Whilst there have been increased fractures in recent years, IT equipment and the support structures surrounding them have been remarkably consistent over the past three decades.

If a computer or other productivity tool does what you need it to, you tend to stick with it unless something else comes along that is demonstrably and more fully featured than the tools you are already using.

The new features that sell equipment are often known as killer applications, something that Microsoft has aggressively positioned its large language model agents to be for Windows in recent years, to mixed results.

This has inspired a rather interesting question: which piece of IT software changed business computing the most? Which application or program had the biggest impact?

To answer this, it is important to first explain why a popular piece of software is important, and how it may not always be the most obvious app which causes your company to buy into an ecosystem.

What Is A Killer App And Why Is It So Important?

The first place to start is by examining the idea of a killer application, often known simply as a killer app.

A killer app is a piece of software or a functionality so desirable that you would buy an entire piece of equipment just to run it.

Killer apps not only sell systems by themselves, but they encourage development on a particular platform and architecture, which in turn inspires more companies to buy into the same ecosystem and further increase sales.

For many offices in the 1990s, Microsoft Windows 95 was a killer app for computers as it made them extremely welcoming even for people who had never touched a keyboard before.

Meanwhile, a decade beforehand, Aldus PageMaker was the first successful desktop publisher ever sold, and it became so popular that it was the primary reason why Apple Macintosh computers were sold.

To this day, the iMac’s niche in graphic design is in many respects a direct consequence of the success of a single piece of software in 1985.

However, is there an application so groundbreaking that it single-handedly sold the concept of computers themselves to businesses?

What Was The Killer App For IT And Computers?

The reason why office staff use the computers, networks and office suites they do is a piece of software the majority of them have never used and may never have heard of.

In 1979, VisiCorp released VisiCalc, an early spreadsheet that not only became the reason to buy an Apple II, but also the reason why businesses should buy a computer at all.

Whilst far from the first piece of business software, or even the first computer accounting tool, VisiCalc was such a vitally important piece of software for accountants that companies were willing to buy the computer to go with it.

How Did VisiCalc Shape Modern IT?

Its ability to instantly recalculate rows and columns was something that handwritten ledgers simply could not do, and it became an epochal moment for businesses as a whole.

In this sense alone, for giving computers a purpose beyond research and general fascination, VisiCalc is already the reason why your business uses a computer for everyday computing tasks and the success it brought Apple is the reason why we all use smartphones.

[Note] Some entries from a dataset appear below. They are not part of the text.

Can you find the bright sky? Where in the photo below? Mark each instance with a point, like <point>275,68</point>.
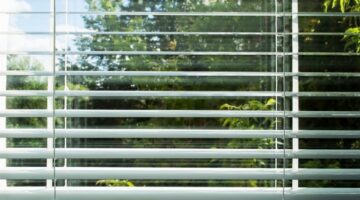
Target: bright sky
<point>25,23</point>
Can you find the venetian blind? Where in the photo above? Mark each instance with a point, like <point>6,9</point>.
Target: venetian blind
<point>180,99</point>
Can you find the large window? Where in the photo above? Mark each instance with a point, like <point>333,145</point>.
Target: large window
<point>179,99</point>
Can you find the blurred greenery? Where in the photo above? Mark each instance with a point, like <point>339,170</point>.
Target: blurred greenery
<point>205,63</point>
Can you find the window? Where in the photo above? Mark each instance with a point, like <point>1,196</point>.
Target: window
<point>180,99</point>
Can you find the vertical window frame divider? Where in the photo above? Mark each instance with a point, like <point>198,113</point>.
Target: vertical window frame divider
<point>3,67</point>
<point>51,101</point>
<point>295,83</point>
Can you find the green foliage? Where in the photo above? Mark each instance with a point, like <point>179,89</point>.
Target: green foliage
<point>115,183</point>
<point>342,5</point>
<point>352,38</point>
<point>352,34</point>
<point>250,123</point>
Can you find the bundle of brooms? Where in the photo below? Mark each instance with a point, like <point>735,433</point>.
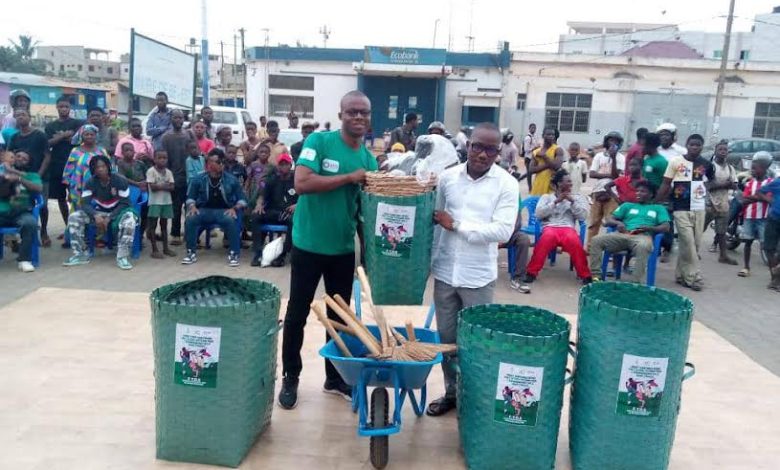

However, it had an even bigger impact on the shape of modern IT in the unusual way it fell from grace.

The Rise Of Lotus 1-2-3 And The Modern PC

In 1981, the IBM 5150 was released, and whilst it was an immediate success and would become the standard template for almost all computers made in the decades afterwards, it was not initially the ubiquitous business machine it would quickly become.

VisiCalc was ported to the IBM PC and was an immediate success, but a focus on compatibility and ports to every microcomputer on the market meant that bugs and limitations found in the spreadsheet in 1979 were still around by 1983.

At the start of that same year, Lotus 1-2-3 released and made everything else obsolete almost immediately and contributed to the near-ubiquity of both it and IBM PCs in the business world, to the point that “PC compatible” and “1-2-3 compatible” were used interchangeably.

This had the rather unintentional effect of turning the PC from a single personal computer product into an open platform that any manufacturer could make.

This turned computers into a relatively universal good; the IBM PC and Microsoft PC-DOS eventually evolved into a wide range of Intel and AMD-powered computers using the same general design and running Microsoft Windows instead.

None of this would have happened were it not for a long-obsolete spreadsheet from 1979, which makes VisiCalc possibly the most important and influential IT tool of all time.